Thursday, December 20, 2001
Council Approves LAPD Bureau to Create Database to Track Problem Officers
By KIMBERLY EDDS, Staff Writer
The City Council yesterday dared the Police Commission to back down, unanimously approving a new police bureau to build a database to track problem officers just a week after the commission rejected the bureau’s oversight.
While the department will spearhead the design and implementation of the consent decree-required TEAMS II computer system, the council also approved a steering committee made up of representatives from the mayor, the city administrative officer and the chief legislative analyst offices to oversee the new LAPD Management System Reengineering Division to ensure the consent decree’s strict deadlines would be met.
The steering committee has the authority to make policy regarding TEAMS II and will work out differences between the LAPD and the city’s Information Technology Agency, which will work with the department on TEAMS II. A steering committee currently exists with the LAPD as a member.
Last week the Police Commission voted unanimously to accept the new bureau, but with the condition that the steering committee be advisory only and not have the ability to make department policy.
“[The commission] will not accept it if an outside entity is going to have policymaking authority,” Police Commission Executive Director Joe Gunn told the council.
Councilwoman Cindy Miscikowski, who chairs the Public Safety Committee, said the council and the decisions like those made by the Police Commission on the steering committee are how the department got into trouble with the federal government in the first place.
“That is exactly the reason we have a consent decree today,” Miscikowski said.
The department had tried to create a system similar to TEAMS II in 1992, but the project was never completed, she said.
“It’s not acceptable,” Councilman Jack Weiss said. “It’s just not acceptable for us to fail again.”
The Police Commission needs to realize a policymaking steering committee is not an option, Weiss said.
“It is how policy will be set and directed with regard to TEAMS II,” Weiss said.
Once in place, the database will contain information on officers including: all uses of non-lethal and lethal force; all officer-involved shooting incidents and firearms discharges; all incidents in which a complaint has been filed against the officer; all arrest reports and citations made by the officers, including motor vehicle and pedestrian stops.
“This council will see, if no one else will, that TEAMS II will be implemented within the requirements of the consent decree,” Weiss said.
Chief Legislative Analyst Ron Deaton, whose office is currently running the project, said the mayor and the council must be allowed to have oversight since they are the ones who report directly to the Independent Monitor.
“The city has a responsibility to make sure those deadlines are met,” Deaton said. “I do not believe it would be reasonable for the council and the mayor to walk away from this responsibility and that’s why the steering committee is there.”
Deaton also noted that TEAMS II has an extremely tight implementation deadline of 24 months.
“It is very crucial that a dedicated staff be provided with the necessary resources and expertise to accomplish that,” Deaton said. “I believe having a deputy chief and a dedicated staff is necessary for us to have a chance at meeting those deadlines.”
“I can’t tell you how strongly I recommend that we proceed with this,” he said.
Miscikowski urged her colleagues to act quickly on the issue to avoid cutting it close to the immovable deadlines of the consent decree.
“A delay at this point is costly,” Miscikowski said.

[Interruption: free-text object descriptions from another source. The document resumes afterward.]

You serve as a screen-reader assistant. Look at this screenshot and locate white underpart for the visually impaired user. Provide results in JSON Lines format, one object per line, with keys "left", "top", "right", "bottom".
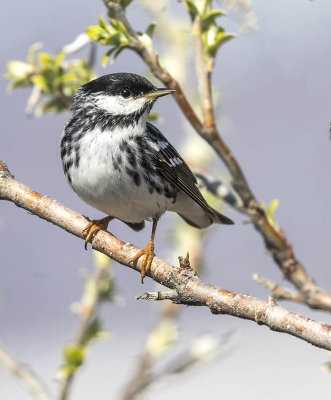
{"left": 68, "top": 123, "right": 171, "bottom": 223}
{"left": 95, "top": 93, "right": 148, "bottom": 115}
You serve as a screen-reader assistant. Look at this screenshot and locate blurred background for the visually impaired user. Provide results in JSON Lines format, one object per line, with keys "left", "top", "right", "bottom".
{"left": 1, "top": 0, "right": 331, "bottom": 398}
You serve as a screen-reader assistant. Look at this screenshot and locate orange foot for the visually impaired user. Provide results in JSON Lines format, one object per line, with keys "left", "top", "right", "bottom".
{"left": 130, "top": 240, "right": 155, "bottom": 283}
{"left": 83, "top": 216, "right": 113, "bottom": 250}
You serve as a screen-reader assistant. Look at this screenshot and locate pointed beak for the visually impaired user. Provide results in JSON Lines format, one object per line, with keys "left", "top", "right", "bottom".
{"left": 145, "top": 88, "right": 176, "bottom": 100}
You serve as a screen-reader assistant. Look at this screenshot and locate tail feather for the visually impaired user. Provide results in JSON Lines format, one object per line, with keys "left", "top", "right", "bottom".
{"left": 178, "top": 213, "right": 213, "bottom": 228}
{"left": 171, "top": 191, "right": 234, "bottom": 229}
{"left": 209, "top": 207, "right": 234, "bottom": 225}
{"left": 179, "top": 207, "right": 233, "bottom": 229}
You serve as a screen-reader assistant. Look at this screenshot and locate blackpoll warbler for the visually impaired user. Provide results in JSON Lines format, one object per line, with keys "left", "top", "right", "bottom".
{"left": 60, "top": 73, "right": 233, "bottom": 281}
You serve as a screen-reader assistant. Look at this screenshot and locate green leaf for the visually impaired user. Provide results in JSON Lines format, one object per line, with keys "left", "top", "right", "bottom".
{"left": 59, "top": 344, "right": 86, "bottom": 378}
{"left": 207, "top": 30, "right": 236, "bottom": 58}
{"left": 38, "top": 52, "right": 53, "bottom": 68}
{"left": 184, "top": 0, "right": 200, "bottom": 21}
{"left": 112, "top": 46, "right": 125, "bottom": 60}
{"left": 54, "top": 72, "right": 77, "bottom": 85}
{"left": 31, "top": 75, "right": 49, "bottom": 93}
{"left": 86, "top": 25, "right": 105, "bottom": 41}
{"left": 27, "top": 43, "right": 42, "bottom": 66}
{"left": 145, "top": 22, "right": 156, "bottom": 38}
{"left": 120, "top": 0, "right": 133, "bottom": 9}
{"left": 201, "top": 10, "right": 225, "bottom": 27}
{"left": 55, "top": 51, "right": 66, "bottom": 67}
{"left": 63, "top": 344, "right": 85, "bottom": 368}
{"left": 266, "top": 199, "right": 280, "bottom": 229}
{"left": 5, "top": 43, "right": 96, "bottom": 115}
{"left": 110, "top": 19, "right": 129, "bottom": 38}
{"left": 102, "top": 47, "right": 116, "bottom": 67}
{"left": 202, "top": 0, "right": 213, "bottom": 15}
{"left": 98, "top": 15, "right": 107, "bottom": 30}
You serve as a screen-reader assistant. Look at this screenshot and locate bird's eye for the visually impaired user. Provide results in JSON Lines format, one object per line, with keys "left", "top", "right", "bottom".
{"left": 120, "top": 88, "right": 132, "bottom": 98}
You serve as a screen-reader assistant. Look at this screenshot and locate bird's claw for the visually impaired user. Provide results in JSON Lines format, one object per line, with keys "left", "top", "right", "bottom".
{"left": 130, "top": 240, "right": 155, "bottom": 283}
{"left": 82, "top": 216, "right": 113, "bottom": 249}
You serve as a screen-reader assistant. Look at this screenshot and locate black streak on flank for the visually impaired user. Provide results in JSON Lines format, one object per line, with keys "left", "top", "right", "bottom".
{"left": 148, "top": 180, "right": 157, "bottom": 195}
{"left": 119, "top": 141, "right": 128, "bottom": 152}
{"left": 117, "top": 154, "right": 122, "bottom": 166}
{"left": 112, "top": 154, "right": 119, "bottom": 171}
{"left": 64, "top": 159, "right": 73, "bottom": 174}
{"left": 113, "top": 161, "right": 119, "bottom": 171}
{"left": 74, "top": 145, "right": 81, "bottom": 168}
{"left": 74, "top": 132, "right": 84, "bottom": 143}
{"left": 126, "top": 167, "right": 141, "bottom": 187}
{"left": 164, "top": 185, "right": 174, "bottom": 199}
{"left": 60, "top": 146, "right": 67, "bottom": 159}
{"left": 126, "top": 146, "right": 137, "bottom": 168}
{"left": 155, "top": 184, "right": 163, "bottom": 195}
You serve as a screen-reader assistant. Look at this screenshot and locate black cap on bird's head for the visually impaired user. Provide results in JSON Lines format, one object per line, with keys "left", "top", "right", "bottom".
{"left": 80, "top": 72, "right": 175, "bottom": 101}
{"left": 73, "top": 73, "right": 175, "bottom": 117}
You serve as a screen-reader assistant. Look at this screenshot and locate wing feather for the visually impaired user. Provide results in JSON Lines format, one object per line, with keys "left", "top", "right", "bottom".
{"left": 146, "top": 123, "right": 222, "bottom": 219}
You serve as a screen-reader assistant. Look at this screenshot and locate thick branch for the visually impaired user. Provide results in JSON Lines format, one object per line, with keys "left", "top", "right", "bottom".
{"left": 1, "top": 161, "right": 331, "bottom": 351}
{"left": 98, "top": 1, "right": 331, "bottom": 312}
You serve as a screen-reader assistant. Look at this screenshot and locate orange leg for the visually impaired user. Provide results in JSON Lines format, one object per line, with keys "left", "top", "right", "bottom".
{"left": 130, "top": 218, "right": 158, "bottom": 283}
{"left": 83, "top": 216, "right": 114, "bottom": 249}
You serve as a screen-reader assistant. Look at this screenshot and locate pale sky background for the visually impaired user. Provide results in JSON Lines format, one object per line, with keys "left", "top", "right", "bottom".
{"left": 1, "top": 1, "right": 331, "bottom": 399}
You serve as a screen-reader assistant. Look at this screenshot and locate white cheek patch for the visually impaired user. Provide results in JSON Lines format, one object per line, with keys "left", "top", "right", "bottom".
{"left": 95, "top": 94, "right": 148, "bottom": 115}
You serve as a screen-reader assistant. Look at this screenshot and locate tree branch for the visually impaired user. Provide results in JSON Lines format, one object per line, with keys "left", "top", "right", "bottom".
{"left": 121, "top": 297, "right": 180, "bottom": 400}
{"left": 1, "top": 161, "right": 331, "bottom": 351}
{"left": 0, "top": 346, "right": 51, "bottom": 400}
{"left": 122, "top": 232, "right": 205, "bottom": 399}
{"left": 58, "top": 258, "right": 111, "bottom": 400}
{"left": 253, "top": 274, "right": 305, "bottom": 304}
{"left": 99, "top": 1, "right": 331, "bottom": 313}
{"left": 192, "top": 16, "right": 215, "bottom": 128}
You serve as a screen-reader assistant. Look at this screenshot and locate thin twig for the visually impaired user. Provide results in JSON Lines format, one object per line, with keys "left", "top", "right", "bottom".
{"left": 121, "top": 225, "right": 205, "bottom": 399}
{"left": 192, "top": 16, "right": 215, "bottom": 128}
{"left": 100, "top": 1, "right": 331, "bottom": 312}
{"left": 253, "top": 274, "right": 305, "bottom": 304}
{"left": 1, "top": 161, "right": 331, "bottom": 350}
{"left": 0, "top": 346, "right": 51, "bottom": 400}
{"left": 58, "top": 258, "right": 111, "bottom": 400}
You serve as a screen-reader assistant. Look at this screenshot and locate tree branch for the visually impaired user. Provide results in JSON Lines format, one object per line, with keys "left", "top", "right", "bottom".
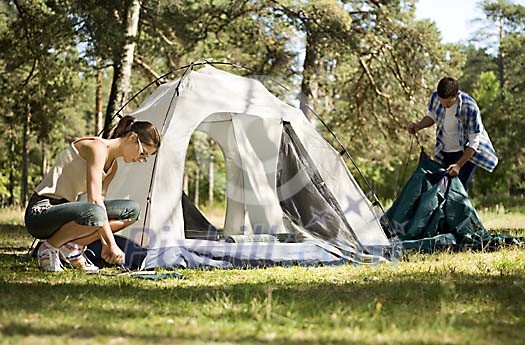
{"left": 359, "top": 56, "right": 404, "bottom": 128}
{"left": 134, "top": 55, "right": 161, "bottom": 80}
{"left": 382, "top": 45, "right": 413, "bottom": 98}
{"left": 157, "top": 28, "right": 177, "bottom": 46}
{"left": 20, "top": 58, "right": 37, "bottom": 88}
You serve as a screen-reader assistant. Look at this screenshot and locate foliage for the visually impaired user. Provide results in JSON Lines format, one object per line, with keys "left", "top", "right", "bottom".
{"left": 0, "top": 0, "right": 523, "bottom": 206}
{"left": 0, "top": 0, "right": 87, "bottom": 203}
{"left": 457, "top": 46, "right": 499, "bottom": 94}
{"left": 463, "top": 0, "right": 525, "bottom": 198}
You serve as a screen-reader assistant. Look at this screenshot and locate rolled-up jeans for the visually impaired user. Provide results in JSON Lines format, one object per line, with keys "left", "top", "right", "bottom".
{"left": 24, "top": 192, "right": 140, "bottom": 239}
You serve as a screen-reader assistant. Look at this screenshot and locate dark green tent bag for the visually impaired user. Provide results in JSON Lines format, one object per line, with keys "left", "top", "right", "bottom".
{"left": 383, "top": 151, "right": 519, "bottom": 252}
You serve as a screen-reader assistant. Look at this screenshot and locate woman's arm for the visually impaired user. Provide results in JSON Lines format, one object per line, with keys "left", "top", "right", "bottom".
{"left": 83, "top": 140, "right": 107, "bottom": 206}
{"left": 102, "top": 161, "right": 118, "bottom": 198}
{"left": 79, "top": 140, "right": 123, "bottom": 264}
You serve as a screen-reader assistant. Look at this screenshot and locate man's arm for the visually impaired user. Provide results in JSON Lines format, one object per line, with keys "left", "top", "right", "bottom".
{"left": 408, "top": 115, "right": 435, "bottom": 134}
{"left": 447, "top": 147, "right": 476, "bottom": 176}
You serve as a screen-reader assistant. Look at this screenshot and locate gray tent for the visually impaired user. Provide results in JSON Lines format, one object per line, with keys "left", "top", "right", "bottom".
{"left": 104, "top": 65, "right": 392, "bottom": 268}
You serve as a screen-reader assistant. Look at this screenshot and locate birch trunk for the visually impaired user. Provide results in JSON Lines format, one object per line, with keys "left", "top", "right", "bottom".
{"left": 40, "top": 140, "right": 47, "bottom": 178}
{"left": 208, "top": 154, "right": 214, "bottom": 208}
{"left": 300, "top": 30, "right": 320, "bottom": 127}
{"left": 95, "top": 63, "right": 104, "bottom": 135}
{"left": 183, "top": 173, "right": 189, "bottom": 195}
{"left": 194, "top": 168, "right": 200, "bottom": 207}
{"left": 103, "top": 0, "right": 142, "bottom": 137}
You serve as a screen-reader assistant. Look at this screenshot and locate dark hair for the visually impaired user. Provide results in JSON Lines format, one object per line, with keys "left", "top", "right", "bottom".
{"left": 110, "top": 115, "right": 161, "bottom": 151}
{"left": 437, "top": 77, "right": 459, "bottom": 99}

It’s costly to the implementation of the TEAMS II program and it’s costly to the city to be able to meet consent decree deadlines.”
But Councilman Hal Bernson, who opposed the city’s entering into a consent decree, said he felt uncomfortable about voting for something that the Police Commission rejected.
“I think the commission must have some reason why they don’t want oversight,” Bernson said.
“I’ll vote for it, but I have a lot of misgivings about it,” Bernson said.
Mayor James Hahn must still approve the council’s decision, but Tim McOsker, Hahn’s chief of staff, told the council that the mayor supports having a policymaking steering committee.
McOsker characterized the situation as a “failure to communicate between the council and the commission.”
“This will work out,” McOsker told the MetNews.
The Police Commission will discuss the council’s action at it’s meeting on Jan. 8, Gunn said.
“We’ll take [TEAMS II] but we’ll take it with all the policy and decision making authority,” Gunn said.
Despite the disagreement between city entities, LAPD Lt. Horace Frank said there is not a possibility of conflicting orders from the Police Commission and the City Council arriving at the department.
“Ultimately the city leaders have the last say,” Frank said.